Christian Reis kiko at async.com.br
Sat Aug 18 10:50:50 EDT 2001


Guido van Rossum <guido at python.org> wrote in message news:<cpzo969i4k.fsf at cj20424-a.reston1.va.home.com>...
> Glyph Lefkowitz <glyph at twistedmatrix.com> writes:
> 
> > Am I correct in understanding from this thread that there is an intent to
> > remove the ability to assign an instance's __class__ attribute?
> 
> Yes, I'd like to remove this.  See my previous post in this thread for
> more of an explanation of the problem.  But I haven't decided yet!
> This thread will help me figure out how big of a deal it will be.

I can present a different use-case so the decision can take these
things into account. I've written a set of wrappers for the basic GTK
widgets, and they're done in pure Python. Now Gtk has a companion
library called libglade which can query an XML file and retrieve
widget definitions, which it then instantiates and returns into
Pythonland through a libglade.py module. The libglade C module does
some fancy work with the widgets, and in the end they show up as
regular Python GTK instances. However, because I want them to be
"cast" into my wrappers, I just swap attribute my wrapper class to the
instances' __class__ attributes. This is, AFAICS, the only solution
without modifying the C module or re-wrapping the Python code.

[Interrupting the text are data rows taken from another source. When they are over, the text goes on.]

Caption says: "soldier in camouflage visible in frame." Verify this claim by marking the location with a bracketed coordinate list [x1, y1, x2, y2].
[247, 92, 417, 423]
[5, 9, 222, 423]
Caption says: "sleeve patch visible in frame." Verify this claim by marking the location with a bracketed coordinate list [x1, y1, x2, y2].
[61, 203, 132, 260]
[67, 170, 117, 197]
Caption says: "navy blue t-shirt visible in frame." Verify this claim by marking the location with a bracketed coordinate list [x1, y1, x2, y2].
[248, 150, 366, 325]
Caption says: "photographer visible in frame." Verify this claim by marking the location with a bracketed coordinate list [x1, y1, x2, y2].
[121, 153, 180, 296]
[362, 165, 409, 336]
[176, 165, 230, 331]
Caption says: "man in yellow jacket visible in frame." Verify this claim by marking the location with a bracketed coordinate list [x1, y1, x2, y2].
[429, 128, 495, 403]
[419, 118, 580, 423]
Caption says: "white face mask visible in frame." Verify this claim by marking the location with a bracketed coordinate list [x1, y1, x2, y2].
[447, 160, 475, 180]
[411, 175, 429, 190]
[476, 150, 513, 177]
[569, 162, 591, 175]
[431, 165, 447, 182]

This is a very valuable ability in python, and I'd very much like to
know, in the case it won't be preserved, if something functionally
equivalent could be proposed as a future addition.

> But you're getting so much in return!  Subclassing built-in types,
> get/set methods, class and static methods, uniform introspection...

Yep, these are valuable. But it's tough giving up something nice
you've grown fond of :)

> If you know the type it's going to be eventually, you can use
> C.__new__() to create an uninitialized C instance.

This doesn't help in my case, unfortunately. :/

Take care,
--
Christian Reis, Senior Engineer, Async Open Source, Brazil.